Les chefs des diverses bandes, gangs, et autres attroupements de bikers organisés se réunirent donc dans le plus grand secret afin de trouver une solution à ce problème épineux, qui en plus leur faisait mauvaise publicité, baissait les parts de marché, et risquait de mettre à mal leur position de seigneurs des routes, pour être détrônés par ces gars bedonnants et leurs immenses 763 tonnes.
Non, les choses allaient mal, et cela ne pouvait pas continuer. C’est pourquoi ils arrivèrent malgré leurs différents à tomber d’accord sur une manière simple et civilisée de résoudre les conflits. Ils avaient d’abord pensé aux fléchettes, mais ils se dirent que sur les tracts, ce ne serait pas terrible. Alors ils prirent la décision de se défier au
Skull and Roses (Pétard il a été long à venir celui-là).
Mais qu’est-ce donc que le
Skull and Roses, me demanderez-vous. Il s’agit tout simplement de la forme la plus civilisée au monde de résoudre ses problèmes. En dehors de la bombe nucléaire, mais ça laisse des traces moches au plafond alors on va éviter.
Imaginez les chefs de chaque gang, assis à une table, se fixant droit dans les yeux (et quand il y a cinq ou six personnes autour de la table ce n’est pas facile de se fixer droit dans les yeux), cherchant la faille dans l’armure impénétrable, le tic, le sourire dénonciateur... et je m’avance un peu.
Il va falloir faire preuve de bluff, de tactique, de fourberie pour espérer remporter une partie de
Skull and Roses. Vous aurez en main trois roses et un crane, et choisirez à votre tour de jouer l’un de ces éléments face cachée, ou de mettre fin à la pose en annonçant un nombre de roses dissimulées sur la table.
Lors des premières parties, les bikers jouaient avec de vraies roses et de vrais crânes, mais cela rendait le jeu un peu trop facile, alors ils ont décidé de dessiner ces symboles sur des cartes afin de corser un peu le challenge.
Une fois un nombre annoncé, le joueur suivant n’a plus le choix : il doit parler, ou abandonner. Soit il augmente le nombre, soit il annonce que vous vous gourez royalement (on joue entre maîtres de la route, rappelons-le).
S’il annonce une valeur, le joueur suivant se retrouve devant les mêmes choix. Et ainsi de suite.
Lorsque quelqu’un à annoncer une erreur, attention, là la tension monte d’un cran, il faut réussir, ou périr.

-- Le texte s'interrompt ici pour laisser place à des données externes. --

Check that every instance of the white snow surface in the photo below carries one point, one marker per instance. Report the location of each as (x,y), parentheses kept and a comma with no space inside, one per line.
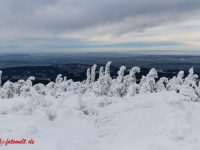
(148,121)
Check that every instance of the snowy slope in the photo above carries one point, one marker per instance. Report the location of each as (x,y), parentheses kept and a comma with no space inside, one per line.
(149,121)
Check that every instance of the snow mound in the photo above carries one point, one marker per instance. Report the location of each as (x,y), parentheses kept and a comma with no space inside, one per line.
(155,121)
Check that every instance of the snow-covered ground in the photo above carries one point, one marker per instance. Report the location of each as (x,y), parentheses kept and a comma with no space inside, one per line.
(149,121)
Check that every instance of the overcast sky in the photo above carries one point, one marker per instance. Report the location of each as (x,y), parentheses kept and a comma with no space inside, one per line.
(103,25)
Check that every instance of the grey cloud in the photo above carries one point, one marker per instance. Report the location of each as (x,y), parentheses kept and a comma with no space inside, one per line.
(61,16)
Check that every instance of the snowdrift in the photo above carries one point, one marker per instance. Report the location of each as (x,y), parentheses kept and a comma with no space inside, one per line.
(107,114)
(151,121)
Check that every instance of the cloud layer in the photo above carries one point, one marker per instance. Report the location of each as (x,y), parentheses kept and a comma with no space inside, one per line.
(90,19)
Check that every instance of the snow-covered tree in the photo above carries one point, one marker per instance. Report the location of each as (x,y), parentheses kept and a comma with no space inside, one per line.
(0,77)
(118,89)
(175,82)
(132,87)
(147,83)
(160,86)
(93,73)
(88,80)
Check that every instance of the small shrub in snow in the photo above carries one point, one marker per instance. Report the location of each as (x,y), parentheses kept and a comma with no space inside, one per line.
(36,101)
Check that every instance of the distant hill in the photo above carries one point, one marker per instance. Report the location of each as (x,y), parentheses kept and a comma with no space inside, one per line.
(74,71)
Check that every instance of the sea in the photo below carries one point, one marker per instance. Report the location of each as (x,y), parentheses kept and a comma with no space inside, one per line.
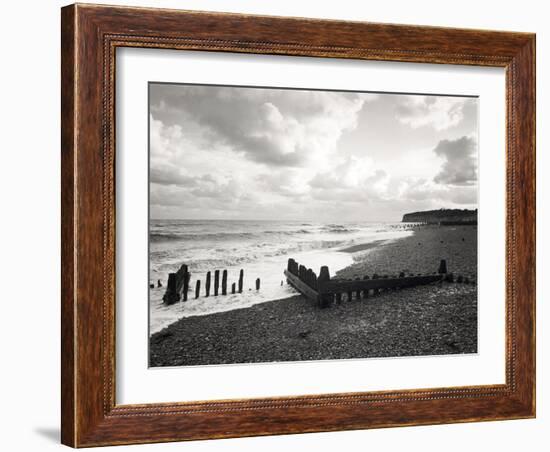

Le joueur doit montrer autant de roses qu’il a annoncé sans montrer un seul crâne. Mais, il y a toujours un mais, il doit obligatoirement montrer toutes les cartes qu’il a posé devant lui.
S’il rate son coup, il perd l’une de ses cartes, au hasard. S’il réussit, il marque un point. Et comme il ne faut que deux points pour gagner (les bikers ne sont pas les personnes les plus patientes au monde, ils veulent des résultats rapides) autant dire que la tension est toujours forte lors des moments de révélation.
Un joueur pourrait toujours poser son crâne devant soi, rien que pour donner les nerfs aux autres. Mais en faisant ainsi, il ne peut pas gagner ! Eh oui. Il convient donc de penser, planifier, tromper ses ennemis, bluffer, stratégier, sentir le vent tourner, observer ses adversaires, pour remporter la partie.
Skull and Roses est un très bon jeu, qui a le mérite de s’appuyer sur des mécanismes tellement simples que même les non-joueurs accrochent facilement à une partie.
Les parties sont rapides, l’ambiance omniprésente ne descend pas, et... non, rien à dire de plus, c’est un bon jeu, qui plait facilement, on y rejoue avec plaisir, et il ne présente pas vraiment de mauvais points.
Il existe une extension qui rajoute d'autres decks de jeu, mais les règles restent les mêmes. Deux versions du même jeu donc. Les images présentées ici ne proviennent que de la version noire, celle des hommes, des vrais.